To defend the vernacular against that which may be designated the “official” is of course to risk reifying both, to then praise the former as good and the latter as evil. Scott however never falls to the temptation. His work is sensitive enough to neither blindly celebrate one, or categorically condemn the other. What may though render his position problematic is the observation that the distinction between the vernacular and the official is itself neither stable nor unequivocal. In other words, the border between the two is porous and in constant movement, and each contributes to the definition of the other. And the task of laying out the separation between the two is an eminently political one and the object of political struggle. Consequently, anarchism is less, should be less, a defense of the vernacular (and of the “squint” that allows us to see it, against the habitus of history and the social sciences), than a politics of overcoming the distinction itself. The latter is an instrument of power. To then set one perspective off against the other (the anarchist vernacular against the officialdom of the State), threatens either to make of the vernacular a new officialdom, or to end in impotent melancholy for worlds lost.
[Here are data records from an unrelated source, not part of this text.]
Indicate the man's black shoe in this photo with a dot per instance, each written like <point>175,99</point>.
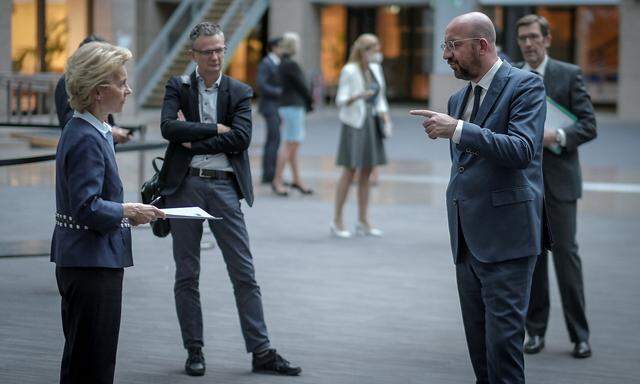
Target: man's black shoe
<point>195,365</point>
<point>582,350</point>
<point>272,362</point>
<point>534,345</point>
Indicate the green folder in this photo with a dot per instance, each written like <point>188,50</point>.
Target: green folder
<point>557,117</point>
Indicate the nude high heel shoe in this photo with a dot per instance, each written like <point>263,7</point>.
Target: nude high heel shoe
<point>340,233</point>
<point>366,230</point>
Instead , it would seem to us, that anarchism should seek to do away with any officialdom altogether, and thus with the vernacular as well. The two categories stand or fall together. The “anarchist squint” then becomes not the beacon of truth, opposed to the ignorance of scientism, but the re-collection of a past that remains a present possibility, the possibility of autonomy. It is for the anarchist, to use Walter Benjamin’s expression, “to blast open the continuum of history”.
(All references are to James C. Scott’s Two Cheers for Anarchism, published by Princeton University Press, 2012).